Review: Mad Men - The Gypsy and the Hobo
by Allison Waldman, posted Oct 26th 2009 12:40AM
(S03E11) Autumn in New York, why does it feel so inviting... That's a great song, and I thought of it while watching the opening of this episode, with the Draper kids all excited about Halloween. And there was also that chill in the air between Don and Betty. Actually, the icy glare was all Betts. She was off to see her brother about selling their father's home, but what was really on Betty's mind was the contents of Don's desk drawer. More on that and gypsy and the hobo, after the jump. By the way, this was a great Mad Men episode.
Don was oblivious to Betty, even when she cryptically tipped her hand by asking him about money. Maybe Don was just too besotted with Suzanne to pick up on the signals. Suzanne had really fallen for Don, but was he feeling the same? I couldn't tell, even after he agreed to play house with her while the family was away.
While William was bitching about money and Gene's house, Betty was more interested in getting the advice of Milton, the family lawyer. Milton's advice was consistent with the times. He listened to Betty's concerns about Don's dishonesty, but once she confirmed that Don didn't hit her and that he was a good provider, Milton basically told Betty to work it out with her husband because a New York state divorce was not going to be easy or pleasant.
I still didn't think we'd get Betty confronting Don the way she did. What timing, too, with Suzanne in the car waiting for him, only to be left in the lurch. Inside the Draper house, a quiet hell was unraveling. You knew Don was rattled when he dropped his cigarette and couldn't pour a drink. In typical Don fashion, his first response to Betty's questions was "I can explain." Betty's response was even better, "I know you can. You're a very gifted storyteller."
Still, Betty couldn't help but be moved when Don brought the Dick Whitman box into their bedroom and told her the truth.

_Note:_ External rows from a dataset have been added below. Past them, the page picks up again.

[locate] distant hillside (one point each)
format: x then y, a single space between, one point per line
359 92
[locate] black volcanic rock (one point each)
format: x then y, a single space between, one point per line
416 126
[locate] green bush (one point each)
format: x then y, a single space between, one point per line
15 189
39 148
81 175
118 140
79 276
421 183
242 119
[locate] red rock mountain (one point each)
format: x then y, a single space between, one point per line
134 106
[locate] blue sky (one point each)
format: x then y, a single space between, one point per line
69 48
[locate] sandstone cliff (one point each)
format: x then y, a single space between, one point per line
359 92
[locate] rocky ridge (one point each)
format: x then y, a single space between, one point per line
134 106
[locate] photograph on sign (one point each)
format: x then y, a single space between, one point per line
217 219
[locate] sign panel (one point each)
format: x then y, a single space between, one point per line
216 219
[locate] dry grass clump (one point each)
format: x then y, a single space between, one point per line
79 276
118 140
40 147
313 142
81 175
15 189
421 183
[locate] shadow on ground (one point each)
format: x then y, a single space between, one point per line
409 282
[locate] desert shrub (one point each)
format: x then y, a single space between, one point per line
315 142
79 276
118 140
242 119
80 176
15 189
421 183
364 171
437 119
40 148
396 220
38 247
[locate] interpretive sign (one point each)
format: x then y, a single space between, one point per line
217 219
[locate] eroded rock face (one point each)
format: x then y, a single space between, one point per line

And he really told it. Even the bitter truth about Don refusing to help Adam. I fully expected Don to say Adam had died in the war or an accident, but he said the word suicide and blamed himself.
The morning after, Don woke up alone and looked confused. But he put on his Don Draper disguise, kissed his family goodbye and promised to be back for trick or treating. Between Don and Betty there was an unspoken peace. They've had them before. The Drapers would endure. When Don got to the office, he called Suzanne and ended it.

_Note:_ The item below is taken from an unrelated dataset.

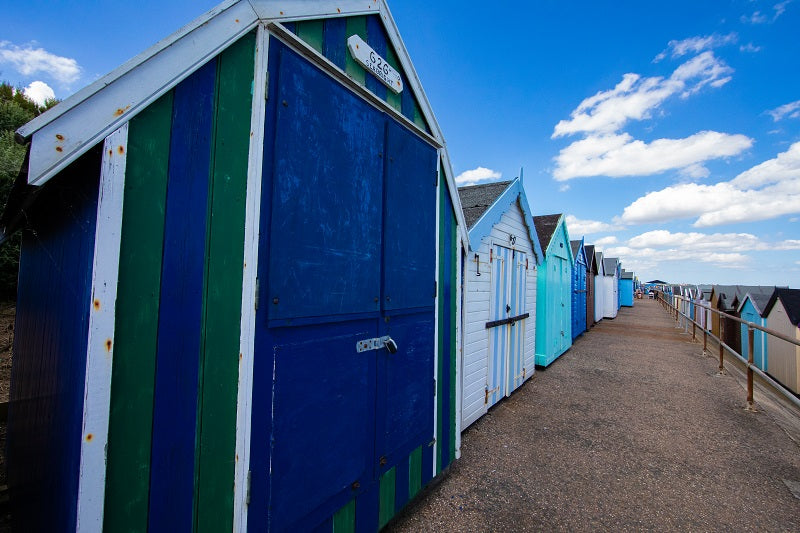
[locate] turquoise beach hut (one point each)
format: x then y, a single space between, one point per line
554 288
578 288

Going out with Sally and Bobby in their costumes -- as a gypsy and a hobo -- a neighbor looked at Don and Betty standing behind them, he asked, "who are you?" The camera was on Don's face. The implication was clear; Don's not even sure anymore.
As if those developments weren't enough, Joan did her best with Greg, but the dolt continued to be as much an ass as he apologized for being. He deserved to be plunked on the head with the vase for failing to recognize that Joan understood too well being passed over. The cut to Peggy at the focus group underscored the point.
Joan was surprised that Greg decided to join the Army, but was supportive. She'll still take a job if Roger's friend calls her because Joan needs to succeed. You could hear the want in her voice when she spoke to Roger.
Roger surprised me in this show, too. He really does love Jane. When Annabelle threw herself at him, I fully expected Roger to succumb. He was drunk and still interested, especially since she had broken his heart years before in what she remembered as a Casablanca romance. Roger was as bitter as Bogey in that film, but not as mean. He let Annabelle down easy. She didn't like his rejection, but I respected him for being true to Jane.
Over the end credits, after the "who are you?" on Don's face, the song "Where Is Love" from Oliver played. It's the ultimate orphan song and the perfect tune for Don in 1963. It's what drives him -- the search for love.
In 1964, when Funny Girl opens on Broadway, they can use the song "Who Are You Now?" because that'll be what Betty wonders about her spouse.